A Sesto Fiorentino, alle porte verso nord di Firenze, una vicenda che intreccia industria e arte e che pochi anni fa sembrava destinata a finire in malora ha invece avuto un esito positivo: riaprirà entro il 2022 il Museo della Manifattura di Doccia. I più non lo sapranno ma la collezione raccoglie ceramiche, porcellane, strumenti di lavoro, libri, documenti, terrecotte di oltre due secoli e mezzo. È una raccolta strettamente connessa all’industria della Richard-Ginori, attività fondata nel lontano 1737 oggi nel cuore della città dal conte Ginori: il lavoro d’alto artigianato innervava la vita cittadina, anche le lotte politiche per i diritti dei lavoratori. Dal 1923 al 130 la fabbrica ebbe come direttore artistico un architetto e designer di statura internazionale come Gio Ponti (1891-1979). Ma il fallimento della Richard-Ginori nel 2013 sembrò chiudere male una storia; a ruota, nel 2014 chiuse la collezione nell’edificio dirimpetto all’ingresso della fabbrica. Posti di lavoro perduti, un luogo di cultura, design, alto artigianato, tradizione, fototeca, libri e documenti senza un futuro.
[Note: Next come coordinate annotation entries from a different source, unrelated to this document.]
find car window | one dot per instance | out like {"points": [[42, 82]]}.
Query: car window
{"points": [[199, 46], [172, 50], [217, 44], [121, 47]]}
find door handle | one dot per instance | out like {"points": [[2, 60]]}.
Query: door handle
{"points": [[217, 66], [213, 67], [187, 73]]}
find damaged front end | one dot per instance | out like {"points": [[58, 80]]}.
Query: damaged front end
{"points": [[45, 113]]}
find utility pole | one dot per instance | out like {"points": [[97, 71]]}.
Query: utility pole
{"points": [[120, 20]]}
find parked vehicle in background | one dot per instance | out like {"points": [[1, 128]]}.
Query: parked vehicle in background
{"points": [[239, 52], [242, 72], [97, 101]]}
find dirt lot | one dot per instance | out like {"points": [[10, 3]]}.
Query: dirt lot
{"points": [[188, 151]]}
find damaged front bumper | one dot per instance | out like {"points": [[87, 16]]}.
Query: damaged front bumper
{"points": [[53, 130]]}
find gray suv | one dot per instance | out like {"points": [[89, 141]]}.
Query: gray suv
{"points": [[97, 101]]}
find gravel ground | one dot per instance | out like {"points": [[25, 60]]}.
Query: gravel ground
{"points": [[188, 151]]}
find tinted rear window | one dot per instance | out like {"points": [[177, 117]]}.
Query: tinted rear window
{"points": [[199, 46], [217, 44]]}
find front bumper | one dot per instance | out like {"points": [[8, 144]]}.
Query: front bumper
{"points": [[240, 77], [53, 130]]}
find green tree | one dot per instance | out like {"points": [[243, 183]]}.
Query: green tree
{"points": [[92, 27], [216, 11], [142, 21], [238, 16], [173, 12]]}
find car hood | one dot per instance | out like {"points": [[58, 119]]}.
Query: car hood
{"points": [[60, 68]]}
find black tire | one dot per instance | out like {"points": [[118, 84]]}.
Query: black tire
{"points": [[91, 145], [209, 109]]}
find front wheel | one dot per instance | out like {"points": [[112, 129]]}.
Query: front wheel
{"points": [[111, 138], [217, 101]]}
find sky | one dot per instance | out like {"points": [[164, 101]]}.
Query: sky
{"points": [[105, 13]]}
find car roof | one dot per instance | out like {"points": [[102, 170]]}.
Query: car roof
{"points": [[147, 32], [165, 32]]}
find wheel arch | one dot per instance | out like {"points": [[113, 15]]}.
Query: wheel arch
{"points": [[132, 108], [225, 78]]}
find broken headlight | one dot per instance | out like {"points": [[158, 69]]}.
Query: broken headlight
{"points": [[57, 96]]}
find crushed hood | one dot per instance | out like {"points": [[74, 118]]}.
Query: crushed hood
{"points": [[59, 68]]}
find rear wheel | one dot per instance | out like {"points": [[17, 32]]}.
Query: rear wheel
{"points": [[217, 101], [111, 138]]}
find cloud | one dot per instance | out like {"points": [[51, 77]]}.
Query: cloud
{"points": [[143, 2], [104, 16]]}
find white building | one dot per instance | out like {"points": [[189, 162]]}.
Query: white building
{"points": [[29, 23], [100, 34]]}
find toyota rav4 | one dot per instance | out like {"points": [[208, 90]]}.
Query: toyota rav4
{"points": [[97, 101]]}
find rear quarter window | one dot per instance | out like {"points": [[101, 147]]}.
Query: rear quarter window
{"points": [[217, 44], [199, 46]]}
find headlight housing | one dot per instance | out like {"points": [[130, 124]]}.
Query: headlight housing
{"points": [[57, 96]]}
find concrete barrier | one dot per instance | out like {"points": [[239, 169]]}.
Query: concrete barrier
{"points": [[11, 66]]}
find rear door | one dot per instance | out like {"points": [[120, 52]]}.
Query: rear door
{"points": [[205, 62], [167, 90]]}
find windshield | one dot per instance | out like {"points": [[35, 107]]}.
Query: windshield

Infiltrazioni d’acqua dal tetto e altri guasti nel lungo palazzo inaugurato nel 1965 stavano mandando in rovina questo patrimonio di cultura industriale. Nel 2015 l’archivio fu portato all’Archivio di Stato per tutelarlo ma non bastava: ci fu un movimento d’opinione e nel 2017 il ministero per i Beni e attività culturali e del turismo, anche allora diretto da Dario Franceschini, decise di acquistare il museo. Cui ha seguito ora un altro passaggio decisivo. In una giornata di dicembre più mite del solito il ministro, il governatore della Regione Toscana Enrico Rossi e il sindaco di Sesto Lorenzo Falchi hanno siglato davanti a un notaio, ai giornalisti e ai cittadini l’atto di nascita della Fondazione con i tre enti come soci che, tutti a guida centrosinistra o sinistra, hanno saputo disegnare la complessa architettura istituzionale e gestiranno il museo – archivio.
Una storia sociale e politica. Rossi aggancia la realtà culturale a quella lavorativa: la fabbrica ha un nuovo management, «c’è un bel clima, c’è intesa con le organizzazioni sindacali, si è tornati a produrre in modo appropriato» e, osserva, le prospettive non mancano. Restava il pericolo che restasse in un limbo il museo-archivio. L’acquisto del Mibact del 2017 aveva salvato dalla rovina ma non bastava a scongiurare un futuro fosco. La neonata Fondazione con ministero, Regione e Comune dà al contrario un futuro a un istituto che, come dice il sindaco, riflette «la storia sociale e politica della comunità di Sesto: avere la fabbrica salvata che rimane e accanto un museo di impresa che riaprirà valorizzato è un’occasione straordinaria». Ancora Rossi: «Se calpestiamo il nostro passato è semplice capire che non abbiamo futuro: tutto questo sta nel quadro invece di una Toscana che qui dal suo passato trova energie per il futuro. Il museo sarà per il turismo, e va bene, ma anche per il godimento e la consapevolezza dei cittadini toscani». Questo lavoro «è frutto di un impegno collettivo e ne esce un modello produttivo per tutti i musei di impresa – dice Franceschini prima di firmare– Ringrazio chi si è impegnato a partire dal professor Tomaso Montanari».
La spesa. Tra acquisto dell’edificio e delle collezioni, restauri e altre voci il Mibact spende 6 milioni 154mila euro più 100mila euro che vanno al fondo della Fondazione. La Regione ne mette 200mila nel medesimo fondo più 300mila per il museo per il 2020 e il 2021, il Comune ne versa 100mila nel fondo e altrettanti per gestione e funzionamento del museo fino al 2021. L’edificio necessita di restauri e messe a norma e rientra nel Polo museale della Toscana diretto da Stefano Casciu. La Fondazione è lo strumento giuridico scelto dai tre enti. A differenza di altre zone d’Italia (purtroppo), invece questo pezzo di industria e cultura ha appunto un futuro.